La Sésie Frelon
La Sésie Frelon
Sesia apiformis
LE PAPILLON QUI SE PRENAIT POUR UN FRELON !
Le « Papillon frelon » ou Sesia apiformis, est un papillon à corps épais qui à première vue pourrait être confondu avec le Frelon, insecte hyménoptère dont le dard est redouté autant de ses prédateurs potentiels que des humains.
C’est par sélection naturelle qu’au fil du temps et de mutation en mutations que les Sésies du peuplier les plus ressemblantes à cet hyménoptère « piqueur » ont progressivement été sélectionnées par la Nature, donnant à l’insecte cet habitus noir et jaune dit « aposématique » qui lui sauve sans doute souvent la vie. Plus d’un oiseau doit avoir hésité avant d’en faire son repas de crainte du dard virtuel que n’a pourtant pas notre inoffensif papillon.
Allant jusqu’à imiter le bourdonnement du Frelon par la vibration de ses ailes, Sesia apiformis « joue » réellement à l’hyménoptère piqueur pour avoir la vie sauve.
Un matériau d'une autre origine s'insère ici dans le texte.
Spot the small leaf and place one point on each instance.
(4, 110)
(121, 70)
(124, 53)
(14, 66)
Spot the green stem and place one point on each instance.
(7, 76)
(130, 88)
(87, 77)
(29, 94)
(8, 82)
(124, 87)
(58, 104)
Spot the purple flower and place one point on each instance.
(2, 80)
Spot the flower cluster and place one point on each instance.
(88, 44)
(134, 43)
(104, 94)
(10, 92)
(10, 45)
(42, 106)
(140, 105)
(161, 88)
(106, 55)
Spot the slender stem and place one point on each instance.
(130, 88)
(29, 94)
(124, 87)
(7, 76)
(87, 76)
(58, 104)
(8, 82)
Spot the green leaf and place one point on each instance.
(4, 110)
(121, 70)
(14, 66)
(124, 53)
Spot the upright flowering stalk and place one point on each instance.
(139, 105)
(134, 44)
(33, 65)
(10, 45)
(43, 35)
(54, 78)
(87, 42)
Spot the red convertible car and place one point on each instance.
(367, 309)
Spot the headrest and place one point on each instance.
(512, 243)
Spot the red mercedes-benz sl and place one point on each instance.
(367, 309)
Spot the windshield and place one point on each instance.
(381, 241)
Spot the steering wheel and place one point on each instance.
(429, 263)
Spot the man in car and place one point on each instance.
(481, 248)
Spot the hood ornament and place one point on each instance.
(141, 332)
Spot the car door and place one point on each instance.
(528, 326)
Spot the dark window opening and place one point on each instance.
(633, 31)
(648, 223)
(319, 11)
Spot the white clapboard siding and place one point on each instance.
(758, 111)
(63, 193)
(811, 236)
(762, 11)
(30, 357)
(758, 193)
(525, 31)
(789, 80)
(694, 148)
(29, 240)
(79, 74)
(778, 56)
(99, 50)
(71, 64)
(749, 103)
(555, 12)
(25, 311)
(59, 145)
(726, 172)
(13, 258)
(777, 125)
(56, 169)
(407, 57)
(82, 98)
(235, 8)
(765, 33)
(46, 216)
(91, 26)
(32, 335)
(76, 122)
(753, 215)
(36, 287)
Classé parmi les hétérocères, mais volant de jour, dans la famille des Sesiidae, ce papillon est en fait un parasite du peuplier ou du tremble.
La femelle pond ses œufs en vol (entre 800 et 1250), largués au pied des trembles, des peupliers ou parfois des saules, tilleuls, frênes ou bouleaux et ce, pendant plusieurs jours vu la quantité d’œufs à disperser. La larve xylophage qui tient visuellement plus du ver blanc que de la chenille classique, sitôt éclose, pénètre dans les grosses racines traçantes ou dans le collet des arbres « hôtes » jusqu’à s’insinuer sous l’écorce du tronc de l’arbre, creusant des galeries dans le bois.
En cas de pullulation, ce zélé insecte ailé pourrait causer des problèmes aux sylviculteurs, mais à nos latitudes, il est relativement peu fréquent, et seuls les jeunes arbres ont à craindre pour leur survie.
Avant la nymphose, et après une vie larvaire de deux, trois années, voire plus, la chenille creuse un trou jusqu’à l’extérieur de l’écorce tout en gardant une fine couche d’écorce prédécoupée, sorte de porte protectrice que le moment venu, la chrysalide poussera pour s’extraire de l’écorce soit à mi-corps, soit totalement en tombant sur le sol. Cette chrysalide protégée pendant sa diapause, dans un cocon situé juste derrière l’écorce, voire carrément enchâssé dans celle-ci prépare ainsi par sa stupéfiante mobilité le terrain pour l’émergence aisée de l’imago. (fait assez peu courant dans le monde des lépidoptères)
A peine sortie de sa chrysalide, en mai ou juin, la femelle de cette Sésie (il y a une cinquantaine d’espèces en France et Belgique) attend sur le tronc de peuplier ou de tremble que passe un mâle qu’elle attire par émission de phéromones pour s’accoupler. La vibration de ses ailes aide sans doute aussi, en plus de la volonté de se faire passer pour un Frelon, à la dispersion de ces « parfums » attractifs que sont les phéromones. L’accouplement peut durer deux heures, et se fait « tête-bêche » à la façon des papillons. La plupart du temps, un mâle, par l’odeur alléché, viendra bien vite mettre fin à l’impatience de la demoiselle. Si les effectifs sont trop peu nombreux, comme en début d’émergences, elle pourra attendre plusieurs jours, voire se déplacer bien que peu mobile, d’un bref et lourd vol zigzaguant un peu comme un insecte ivre, pour trouver une place plus appropriée. Bourdonnant légèrement à la façon d’un vrai Frelon elle se posera très vite sur un autre tronc dans l’environnement tout proche.
En vol, même un naturaliste chevronné pourrait confondre les deux insectes s’il n’a pu observer à son aise auparavant le papillon posé sur son écorce de tremble.
Le dimorphisme sexuel est peu marqué, le mâle étant identique à la femelle, en plus petit et moins « grassouillet » cependant. Son vol est nettement moins hésitant.
Je vous souhaite d’être un jour « saisi » par la vision de cette Sésie car c’est un sympathique et bel insecte qui ne s’observe que trop rarement, tant il a l’art de passer inaperçu, une fois émergé.